Articles

Asthma: Steps in testing and diagnosis

Tests

Your doctor may use several tests to determine how well your lungs are working.

Spirometry

This is the main test doctors generally use to diagnose asthma in people 5 years or older.

To help determine how well your lungs are working (pulmonary function), you take a deep breath and forcefully breathe out (exhale) into a tube connected to a spirometer. This records both the amount (volume) of air you exhale and how quickly you exhale. If certain measurements are below normal for a person your age, it may indicate that asthma has narrowed your airways.

After taking lung test measurements, your doctor may ask you to inhale an asthma drug to open air passages and then do the test again. Showing significant improvement after taking the medication could mean you have asthma.

Challenge test

If your spirometer results are normal or near normal, your doctor might try to trigger asthma symptoms by having you inhale a substance that causes the airways to narrow in people with asthma, such as methacholine (meth-uh-KO-leen).

If you appear to have asthma triggered by exercise (exercise-induced asthma), you may be asked to do physical activity to see whether it triggers symptoms.

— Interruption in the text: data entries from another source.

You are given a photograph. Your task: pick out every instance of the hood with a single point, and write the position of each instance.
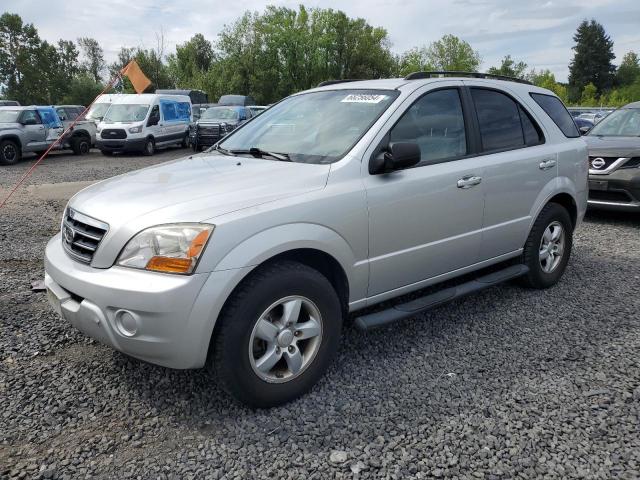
(196, 188)
(603, 146)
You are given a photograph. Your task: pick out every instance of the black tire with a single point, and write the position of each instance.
(10, 153)
(268, 284)
(552, 214)
(149, 148)
(81, 145)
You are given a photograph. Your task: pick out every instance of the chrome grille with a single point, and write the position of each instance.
(81, 235)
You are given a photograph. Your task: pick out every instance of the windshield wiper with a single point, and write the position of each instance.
(257, 152)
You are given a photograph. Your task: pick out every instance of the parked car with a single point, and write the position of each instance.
(143, 123)
(583, 124)
(215, 123)
(196, 96)
(257, 109)
(83, 136)
(35, 129)
(614, 160)
(333, 200)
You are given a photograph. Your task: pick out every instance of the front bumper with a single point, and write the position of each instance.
(123, 145)
(160, 318)
(619, 190)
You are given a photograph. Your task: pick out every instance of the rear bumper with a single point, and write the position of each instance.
(124, 145)
(619, 190)
(159, 318)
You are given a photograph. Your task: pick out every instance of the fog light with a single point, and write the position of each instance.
(127, 323)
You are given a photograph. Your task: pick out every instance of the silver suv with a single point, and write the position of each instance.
(251, 255)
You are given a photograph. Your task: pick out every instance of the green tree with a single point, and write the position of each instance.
(92, 57)
(629, 69)
(589, 95)
(510, 68)
(452, 53)
(592, 61)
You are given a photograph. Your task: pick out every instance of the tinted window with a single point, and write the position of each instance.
(436, 123)
(532, 132)
(499, 120)
(554, 107)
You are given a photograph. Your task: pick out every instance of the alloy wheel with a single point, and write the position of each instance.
(285, 339)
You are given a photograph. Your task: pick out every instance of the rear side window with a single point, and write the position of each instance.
(554, 107)
(499, 120)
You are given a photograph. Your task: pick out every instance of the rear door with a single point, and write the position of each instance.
(425, 221)
(518, 164)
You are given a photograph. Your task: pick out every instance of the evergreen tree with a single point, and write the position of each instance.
(592, 60)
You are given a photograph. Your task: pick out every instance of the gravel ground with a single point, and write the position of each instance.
(509, 383)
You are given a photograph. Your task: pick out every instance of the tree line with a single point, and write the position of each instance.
(272, 54)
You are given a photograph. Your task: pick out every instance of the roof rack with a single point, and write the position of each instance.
(455, 73)
(333, 82)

After either action, you'll retake the spirometry test. If your spirometry measurements remain normal, you probably don't have asthma. But if your measurements have fallen significantly, it's possible you do.

Lung tests in children

Doctors seldom do lung tests in children under age 5. Instead, diagnosis is generally based on a child's signs and symptoms, medical history, and physical examination. It can be especially difficult to diagnose asthma in young children because there are many conditions that cause asthma-like symptoms in this age group.

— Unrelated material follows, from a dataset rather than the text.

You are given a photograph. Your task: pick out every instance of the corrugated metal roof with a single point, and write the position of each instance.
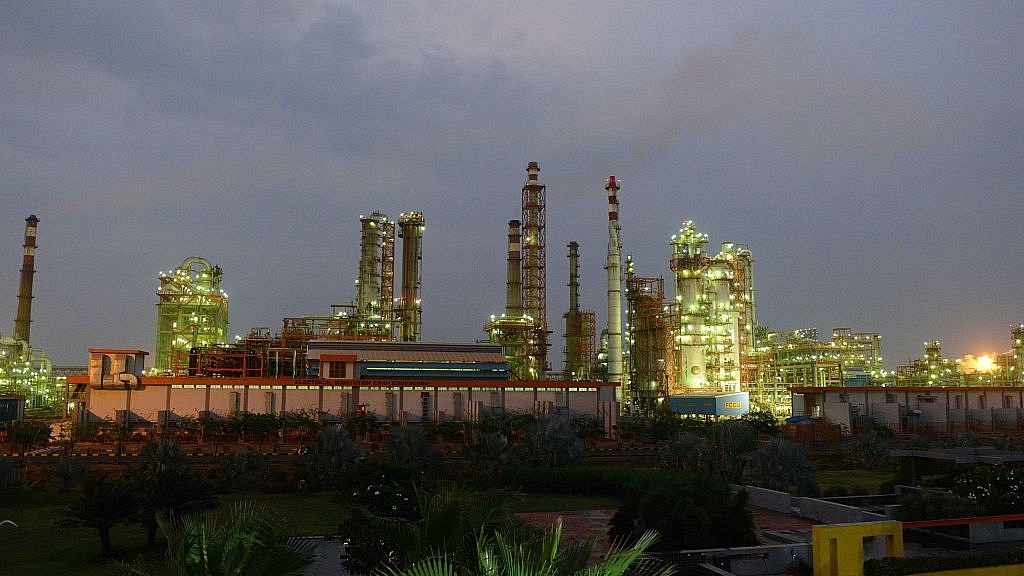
(409, 352)
(423, 356)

If your child's doctor suspects asthma, the doctor may prescribe a bronchodilator — a drug that opens the airways. If your child's signs and symptoms improve after using the bronchodilator, your child may have asthma.

Exhaled nitric oxide test

You breathe into a tube connected to a machine that measures the amount of nitric oxide gas in your breath. Nitric oxide gas is produced by the body normally, but high levels in your breath can mean your airways are inflamed — a sign of asthma.